Application fédérale (ou non)
Personne ne sait non plus ce qui se passe. Le ministère de la Justice (DOJ) n’applique pas l’interdiction fédérale du cannabis dans le contexte des programmes nationaux sur la marijuana, et ne l’a jamais vraiment fait. La FDA n’applique pas la loi sur les aliments, les médicaments et les cosmétiques en ce qui concerne les produits à base de chanvre et de CBD, et ne l’a jamais vraiment fait. En réalité, l’objectif principal de la politique antidrogue américaine de nos jours semble être de faire exploser des bateaux dans la mer des Caraïbes (20 bateaux et plus).
Revenant au cannabis, un procureur fédéral, Darin Smith, vient d’annoncer que son bureau intensifierait les poursuites pour délits liés à la marijuana sur les terres fédérales – ce qui semble être une grande utilisation des ressources – conformément à une nouvelle politique du ministère de la Justice publiée en septembre. La plupart d’entre nous n’ont pas vu cette politique, même si je suis sûr que l’annonce de M. Smith a suscité une poignée de demandes FOIA. Les autres procureurs du DOJ sont restés silencieux.
En ce qui concerne l’interdiction des produits enivrants à base de chanvre, il est trop tôt pour dire si elle sera appliquée, en supposant que l’interdiction soit maintenue. Il s’agit peut-être d’un autre domaine dans lequel les États se retrouvent en quelque sorte dans un vide juridique.
Litiges : messages contradictoires
Hier, le ministère de la Justice a refusé de déposer un mémoire devant la Cour suprême dans l’affaire Canna Provisions, que j’ai appelée « le procès visant à mettre fin à l’interdiction fédérale du cannabis qui ne mettrait pas vraiment fin à l’interdiction fédérale du cannabis ». En d’autres termes, l’administration Trump ne prend pas position sur la question de savoir si elle devrait être autorisée à appliquer ses lois contre les activités liées au cannabis au sein des États – et non entre États. (Le Premier Circuit a estimé qu’il devrait être autorisé à appliquer ces lois.)
La position du DOJ est curieuse, étant donné que 1) l’affaire touche au cœur de la capacité du gouvernement fédéral à appliquer les lois fédérales, et 2) le gouvernement fédéral a tenu à peser sur les litiges liés au cannabis devant la Cour suprême, dans le contexte des droits des armes à feu. Dans l’état actuel des choses, la Cour va maintenant décider si elle entendra cette affaire sans la contribution du pouvoir exécutif. Peu importe…
Le dernier mot sur la politique fédérale sur le cannabis
L’état de la politique fédérale en matière de cannabis est toujours aussi contradictoire, déroutant et dynamique. L’environnement juridico-politique est le résultat d’un mélange de préjugés et d’incompétence qui dure depuis un siècle, sans prise en compte crédible de la science, de la santé publique ou des considérations économiques.

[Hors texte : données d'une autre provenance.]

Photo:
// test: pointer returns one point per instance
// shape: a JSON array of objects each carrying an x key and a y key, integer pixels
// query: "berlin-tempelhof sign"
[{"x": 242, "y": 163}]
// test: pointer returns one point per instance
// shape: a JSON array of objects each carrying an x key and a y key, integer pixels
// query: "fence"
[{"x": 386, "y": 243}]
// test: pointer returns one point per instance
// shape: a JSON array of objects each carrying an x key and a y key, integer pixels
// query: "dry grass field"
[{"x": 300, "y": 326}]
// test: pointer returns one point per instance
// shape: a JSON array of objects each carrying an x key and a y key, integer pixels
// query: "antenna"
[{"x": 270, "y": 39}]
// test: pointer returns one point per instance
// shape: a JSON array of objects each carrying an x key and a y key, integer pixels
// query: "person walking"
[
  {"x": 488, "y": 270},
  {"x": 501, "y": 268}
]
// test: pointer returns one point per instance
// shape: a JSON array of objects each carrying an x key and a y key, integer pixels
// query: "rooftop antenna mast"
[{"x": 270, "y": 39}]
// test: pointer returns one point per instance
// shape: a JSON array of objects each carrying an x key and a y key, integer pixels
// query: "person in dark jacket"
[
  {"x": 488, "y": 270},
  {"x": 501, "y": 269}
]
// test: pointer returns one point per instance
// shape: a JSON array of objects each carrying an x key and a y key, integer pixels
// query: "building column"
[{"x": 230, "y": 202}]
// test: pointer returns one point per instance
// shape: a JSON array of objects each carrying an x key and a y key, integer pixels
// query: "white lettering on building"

Les choses s’amélioreront-elles d’ici 2026 ? Personne ne le sait. À titre d’exemple, voici trois questions capitales auxquelles personne ne peut répondre :
Le gouvernement fédéral va-t-il modifier le statut de contrôle de la marijuana ? Le gouvernement fédéral appliquera-t-il les lois fédérales, ou l’une d’entre elles, concernant la plante de cannabis ? Le Congrès adoptera-t-il un Farm Bill l’année prochaine ou étendra-t-il les dispositions relatives à la plante de cannabis ?
La réponse à chacune de ces questions a de profondes implications commerciales et de santé publique. Il est difficile, voire impossible, d’imaginer un autre produit soumis à une telle incertitude. Pour cette raison, je suppose que la majeure partie de l’industrie du cannabis continuera à faire ce qu’elle a toujours fait : ignorer le régime fédéral et continuer simplement.